Tasks are defined in the configuration files and then Sorcerer deserializes the YAML fields into an internal task object. To mark this, task definitions should be specified with a !task
tag and delimited with ---
. The task fields are:
key | required? | description |
---|---|---|
name | yes | task name unique in the task namespace |
next | yes | list of task names that are next in workflow |
exec | no | see Provided task types |
There are some provided task types that do not require you to implement. They are specified by populating the exec
field in the task definition.
-
This is a placeholder task that will inform Sorcerer to launch all of its
next
tasks in the next scheduled attempt of the pipeline. -
Since Sorcerer by default will not execute a task until all tasks that specify the current one as
next
are completed, any specified task is technically a "join" task. Nonetheless a workflow definition may sometimes be more readable to have a explicit join task. Therefore we provide a placeholder task that will wait until all previous tasks complete successfully before it is scheduled.
!task
name: task_1
next:
- task_2
- task_3
exec: fork
---
!task
name: task_2
...
The Task implementation has two parts: Annotation and Methods
Sorcerer task implementation should be annotated with the @SorcererTask
annotation with the name
field populated. The name specified in the annotation will be used to map to the corresponding task definition in the configuration files.
@SorcererTask(name = "task_name")
The Task
class is an interface that requires the user to override and implement the following methods:
-
Some tasks will require some initialization logic before execution. Since we use Guice injections to back instance creation, you could also implement some of your initialization code in a constructor.
Similiarly, the
init()
method is provided to implement the task initialization code. It also provides a Context object which contains some parameters (like iteration number) as well as provides a way to pass parameters from the init method to the rest of the task without having to implement class variables.It is important to note that the
init()
method is called before before the call togetDependencies()
. This can sometimes be useful becuase sometimes the dependency checking step can also require initialization. However the user should be aware of this because if the initialization step itself has dependencies, the user will have to implement those checks. -
This method returns a Collection of
Dependency
instances. These dependencies have to all resolve to true before Sorcerer proceeds with scheduling the task -
This is the main method of the task. The actual business logic of the task should be put into method. The method also throws Exception so any exceptions thrown in the method will be caught, then wrapped in a SorcererException and logged.
package com.example.tasks;
import com.turn.sorcerer.task.SorcererTask;
@SorcererTask(name = "new_task")
public class NewTask implements Task {
private int scheduledHour;
private int scheduledMinute;
@Override
public void init(Context context) {
scheduledHour = 17;
scheduledMinute = 30;
}
@Override
public void exec(Context context) throws Exception {
System.out.println("Running a new task!");
}
@Override
public Collection<Dependency> getDependencies(int iterNo) {
return ImmutableList.<Dependency>builder()
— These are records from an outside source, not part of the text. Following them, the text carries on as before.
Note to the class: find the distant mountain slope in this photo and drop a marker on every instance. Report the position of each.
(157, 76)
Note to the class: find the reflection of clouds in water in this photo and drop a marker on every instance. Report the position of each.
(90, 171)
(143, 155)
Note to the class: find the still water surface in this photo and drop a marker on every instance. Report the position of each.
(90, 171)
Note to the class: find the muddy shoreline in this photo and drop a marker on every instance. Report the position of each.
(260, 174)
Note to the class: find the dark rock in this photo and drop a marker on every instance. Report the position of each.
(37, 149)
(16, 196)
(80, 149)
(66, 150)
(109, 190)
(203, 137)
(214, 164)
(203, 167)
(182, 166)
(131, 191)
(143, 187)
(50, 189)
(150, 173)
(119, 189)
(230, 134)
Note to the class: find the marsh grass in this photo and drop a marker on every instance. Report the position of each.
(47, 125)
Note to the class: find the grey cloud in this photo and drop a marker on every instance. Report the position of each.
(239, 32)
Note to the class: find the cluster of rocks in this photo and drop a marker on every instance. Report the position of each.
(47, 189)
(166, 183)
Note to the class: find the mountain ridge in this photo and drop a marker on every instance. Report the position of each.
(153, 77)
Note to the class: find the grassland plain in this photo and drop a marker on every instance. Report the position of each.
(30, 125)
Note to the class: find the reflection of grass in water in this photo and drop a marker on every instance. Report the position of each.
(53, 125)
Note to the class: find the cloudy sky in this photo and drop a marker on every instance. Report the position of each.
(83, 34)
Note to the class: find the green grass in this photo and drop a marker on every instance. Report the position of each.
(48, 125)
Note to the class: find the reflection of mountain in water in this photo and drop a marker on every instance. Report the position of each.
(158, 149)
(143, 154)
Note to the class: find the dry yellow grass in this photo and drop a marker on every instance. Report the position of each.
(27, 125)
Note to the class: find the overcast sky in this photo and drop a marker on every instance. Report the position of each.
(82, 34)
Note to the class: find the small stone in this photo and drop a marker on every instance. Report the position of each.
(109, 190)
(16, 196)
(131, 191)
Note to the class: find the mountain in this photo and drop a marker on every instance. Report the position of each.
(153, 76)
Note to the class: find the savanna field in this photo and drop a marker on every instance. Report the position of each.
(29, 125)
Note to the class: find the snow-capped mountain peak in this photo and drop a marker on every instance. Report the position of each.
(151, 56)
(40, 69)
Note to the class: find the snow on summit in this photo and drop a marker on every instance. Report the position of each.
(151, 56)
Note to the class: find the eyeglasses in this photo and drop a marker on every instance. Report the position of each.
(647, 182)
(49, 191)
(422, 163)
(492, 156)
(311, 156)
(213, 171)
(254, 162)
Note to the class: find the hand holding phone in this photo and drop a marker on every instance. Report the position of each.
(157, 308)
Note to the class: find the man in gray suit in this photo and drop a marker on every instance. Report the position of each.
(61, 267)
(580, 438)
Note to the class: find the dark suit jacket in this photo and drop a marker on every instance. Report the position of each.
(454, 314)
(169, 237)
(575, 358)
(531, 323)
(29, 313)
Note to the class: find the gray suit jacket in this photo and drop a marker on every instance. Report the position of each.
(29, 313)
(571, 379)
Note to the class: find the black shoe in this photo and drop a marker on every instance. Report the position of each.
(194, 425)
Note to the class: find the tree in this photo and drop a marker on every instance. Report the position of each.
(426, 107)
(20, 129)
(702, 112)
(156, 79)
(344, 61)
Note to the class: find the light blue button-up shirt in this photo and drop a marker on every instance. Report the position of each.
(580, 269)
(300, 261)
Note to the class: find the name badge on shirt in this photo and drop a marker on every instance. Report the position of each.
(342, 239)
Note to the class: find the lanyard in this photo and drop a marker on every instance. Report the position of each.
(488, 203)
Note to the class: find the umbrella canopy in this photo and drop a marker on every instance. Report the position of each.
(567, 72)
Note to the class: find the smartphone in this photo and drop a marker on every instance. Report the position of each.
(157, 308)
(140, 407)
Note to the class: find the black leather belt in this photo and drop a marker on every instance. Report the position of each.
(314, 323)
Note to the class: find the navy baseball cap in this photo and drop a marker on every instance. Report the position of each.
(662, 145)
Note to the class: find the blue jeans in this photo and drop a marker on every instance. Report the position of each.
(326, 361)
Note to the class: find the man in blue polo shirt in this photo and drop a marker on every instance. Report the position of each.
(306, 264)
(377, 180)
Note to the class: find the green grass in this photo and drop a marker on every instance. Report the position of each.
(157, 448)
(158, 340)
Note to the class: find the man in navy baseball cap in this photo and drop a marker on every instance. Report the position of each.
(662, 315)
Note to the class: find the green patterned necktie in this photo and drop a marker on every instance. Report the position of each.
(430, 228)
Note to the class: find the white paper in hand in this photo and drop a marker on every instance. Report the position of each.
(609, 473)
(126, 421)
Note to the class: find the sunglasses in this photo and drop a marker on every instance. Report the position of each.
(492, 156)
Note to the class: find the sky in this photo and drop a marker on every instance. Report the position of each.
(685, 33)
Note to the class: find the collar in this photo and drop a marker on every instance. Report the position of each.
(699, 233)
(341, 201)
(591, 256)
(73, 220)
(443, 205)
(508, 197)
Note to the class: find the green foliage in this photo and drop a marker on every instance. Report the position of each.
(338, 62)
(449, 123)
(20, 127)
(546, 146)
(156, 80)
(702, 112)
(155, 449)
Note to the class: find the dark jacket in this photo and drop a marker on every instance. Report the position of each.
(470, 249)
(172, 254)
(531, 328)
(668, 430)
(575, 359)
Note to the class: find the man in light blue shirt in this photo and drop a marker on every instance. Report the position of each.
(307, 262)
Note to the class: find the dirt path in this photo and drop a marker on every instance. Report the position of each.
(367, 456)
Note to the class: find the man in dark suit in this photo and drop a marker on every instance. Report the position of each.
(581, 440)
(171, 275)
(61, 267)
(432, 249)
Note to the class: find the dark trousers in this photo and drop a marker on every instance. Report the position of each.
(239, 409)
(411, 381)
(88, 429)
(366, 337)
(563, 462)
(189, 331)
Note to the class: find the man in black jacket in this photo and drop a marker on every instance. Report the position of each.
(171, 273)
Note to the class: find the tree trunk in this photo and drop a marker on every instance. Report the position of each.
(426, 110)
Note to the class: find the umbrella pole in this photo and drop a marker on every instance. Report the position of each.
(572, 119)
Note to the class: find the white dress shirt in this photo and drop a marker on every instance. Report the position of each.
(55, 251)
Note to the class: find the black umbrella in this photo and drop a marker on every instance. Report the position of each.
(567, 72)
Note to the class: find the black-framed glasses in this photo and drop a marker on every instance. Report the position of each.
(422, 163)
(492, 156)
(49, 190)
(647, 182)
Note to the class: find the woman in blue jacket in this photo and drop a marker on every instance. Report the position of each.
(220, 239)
.add(new SorcererTaskDependency("prev_task_1"))
.add(new TimeDependency(new DateTime()
.withHourOfDay(scheduledHour)
.withMinuteOfHour(scheduledMinute)))
.build();
}
}
The Dependency
class is the object used by Sorcerer to check that a task's dependency is fulfilled. It only has one method to override:
-
This method returns true if the dependencies are fulfilled. The iteration number is provided to be used in the dependency checking.
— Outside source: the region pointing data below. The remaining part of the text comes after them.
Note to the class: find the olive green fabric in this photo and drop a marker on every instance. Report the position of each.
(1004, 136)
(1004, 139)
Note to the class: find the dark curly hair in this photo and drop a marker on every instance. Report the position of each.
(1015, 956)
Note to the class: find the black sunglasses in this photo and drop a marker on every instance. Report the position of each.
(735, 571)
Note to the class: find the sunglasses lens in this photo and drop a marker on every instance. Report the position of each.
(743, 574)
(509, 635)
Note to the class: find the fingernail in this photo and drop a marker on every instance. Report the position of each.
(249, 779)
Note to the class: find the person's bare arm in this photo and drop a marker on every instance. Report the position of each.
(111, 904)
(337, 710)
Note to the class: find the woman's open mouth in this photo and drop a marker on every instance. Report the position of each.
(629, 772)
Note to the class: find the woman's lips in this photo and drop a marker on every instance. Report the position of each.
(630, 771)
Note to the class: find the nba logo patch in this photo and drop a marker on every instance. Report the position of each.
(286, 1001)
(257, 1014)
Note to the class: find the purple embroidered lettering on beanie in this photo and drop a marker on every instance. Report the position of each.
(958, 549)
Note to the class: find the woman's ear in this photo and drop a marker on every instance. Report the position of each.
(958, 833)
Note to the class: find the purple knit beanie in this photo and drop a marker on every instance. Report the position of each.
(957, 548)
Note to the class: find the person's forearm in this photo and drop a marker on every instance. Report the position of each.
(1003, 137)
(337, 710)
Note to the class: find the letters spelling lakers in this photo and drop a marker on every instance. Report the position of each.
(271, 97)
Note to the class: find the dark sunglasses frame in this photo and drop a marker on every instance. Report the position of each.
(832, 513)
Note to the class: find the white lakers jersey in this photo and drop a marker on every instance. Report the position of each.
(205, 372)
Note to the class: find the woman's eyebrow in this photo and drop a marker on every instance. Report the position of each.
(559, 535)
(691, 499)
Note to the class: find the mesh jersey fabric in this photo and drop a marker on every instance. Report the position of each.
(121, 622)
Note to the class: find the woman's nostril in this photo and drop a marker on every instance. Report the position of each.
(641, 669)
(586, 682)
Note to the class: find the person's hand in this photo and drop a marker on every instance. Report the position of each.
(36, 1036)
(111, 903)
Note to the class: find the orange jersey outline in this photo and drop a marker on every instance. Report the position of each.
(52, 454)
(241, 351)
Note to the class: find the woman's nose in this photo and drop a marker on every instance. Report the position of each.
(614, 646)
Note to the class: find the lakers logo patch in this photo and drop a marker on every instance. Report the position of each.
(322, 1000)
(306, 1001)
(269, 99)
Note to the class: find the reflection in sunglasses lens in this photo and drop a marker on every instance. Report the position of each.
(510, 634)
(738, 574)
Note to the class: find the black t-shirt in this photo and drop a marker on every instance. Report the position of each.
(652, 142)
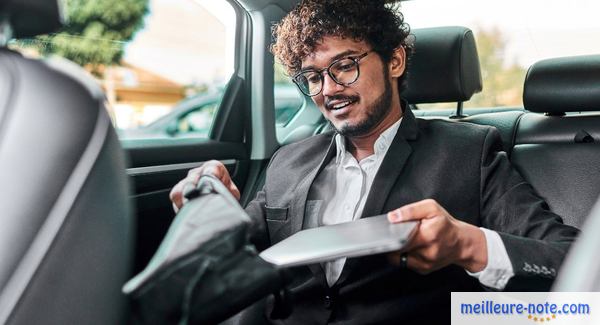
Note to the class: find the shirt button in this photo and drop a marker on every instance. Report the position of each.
(327, 302)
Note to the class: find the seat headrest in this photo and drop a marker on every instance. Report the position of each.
(567, 84)
(444, 67)
(29, 18)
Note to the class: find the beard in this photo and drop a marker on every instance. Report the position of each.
(376, 113)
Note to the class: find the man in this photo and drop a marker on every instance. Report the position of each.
(480, 223)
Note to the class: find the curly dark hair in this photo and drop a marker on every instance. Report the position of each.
(379, 24)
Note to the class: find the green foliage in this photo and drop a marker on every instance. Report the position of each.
(502, 79)
(96, 31)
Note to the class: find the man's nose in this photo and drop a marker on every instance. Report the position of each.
(330, 87)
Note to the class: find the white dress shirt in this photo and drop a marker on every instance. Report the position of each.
(340, 191)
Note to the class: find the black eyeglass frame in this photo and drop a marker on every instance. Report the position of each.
(356, 60)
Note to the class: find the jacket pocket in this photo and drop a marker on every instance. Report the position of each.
(276, 213)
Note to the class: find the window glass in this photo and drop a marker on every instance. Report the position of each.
(162, 63)
(287, 98)
(511, 35)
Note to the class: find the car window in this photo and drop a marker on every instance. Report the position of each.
(151, 57)
(196, 122)
(510, 39)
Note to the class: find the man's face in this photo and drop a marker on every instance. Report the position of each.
(356, 109)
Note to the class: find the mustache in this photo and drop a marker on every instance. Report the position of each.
(328, 100)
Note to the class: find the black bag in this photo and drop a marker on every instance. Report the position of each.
(205, 270)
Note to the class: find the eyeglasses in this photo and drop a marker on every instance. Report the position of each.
(343, 71)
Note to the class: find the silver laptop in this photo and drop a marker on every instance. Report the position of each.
(362, 237)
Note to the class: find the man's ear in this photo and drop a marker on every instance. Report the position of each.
(398, 62)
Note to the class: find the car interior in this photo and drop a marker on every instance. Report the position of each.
(86, 211)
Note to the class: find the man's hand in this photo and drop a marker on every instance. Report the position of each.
(440, 239)
(214, 168)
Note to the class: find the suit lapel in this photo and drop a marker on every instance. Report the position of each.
(387, 175)
(299, 202)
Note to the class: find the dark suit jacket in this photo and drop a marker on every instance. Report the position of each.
(460, 165)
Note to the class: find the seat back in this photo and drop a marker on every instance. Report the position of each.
(558, 153)
(66, 234)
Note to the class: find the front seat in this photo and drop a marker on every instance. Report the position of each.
(65, 224)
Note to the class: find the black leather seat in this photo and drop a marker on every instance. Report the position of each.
(66, 230)
(558, 153)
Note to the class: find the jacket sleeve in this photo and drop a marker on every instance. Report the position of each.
(536, 239)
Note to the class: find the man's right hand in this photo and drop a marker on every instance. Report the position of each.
(212, 167)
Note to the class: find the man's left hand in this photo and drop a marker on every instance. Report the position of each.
(440, 240)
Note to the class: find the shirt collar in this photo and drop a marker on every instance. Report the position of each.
(381, 145)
There are some Dependency implementations already made available for some common task dependencies.
-
This is a task dependency on another Sorcerer task. This can be used if a task is dependent on another task from the same or another pipeline.It provides a variety of ways to specify the task and/or iteration number. See the java docs for more details.
-
This represents a task dependency based on time. This translates to a task being run only once a day. Sorcerer uses joda-time to represent time.
-
This is an abstract class that provides a
getPaths()
method where it will check for the existence of a the provided paths. See Javadocs for details.
In order to provide some context information for the task, a Context
object is provided. The Context object contains fields useful for the task to both get and provide information outside the context of the task.
-
This will return an immutable
int
representing the current iteration number of the task. -
This puts a user parameter into a map that is passed on to the next tasks.
-
This returns the property of the given key.
-
This puts a metric in the metric map with the provided key and value.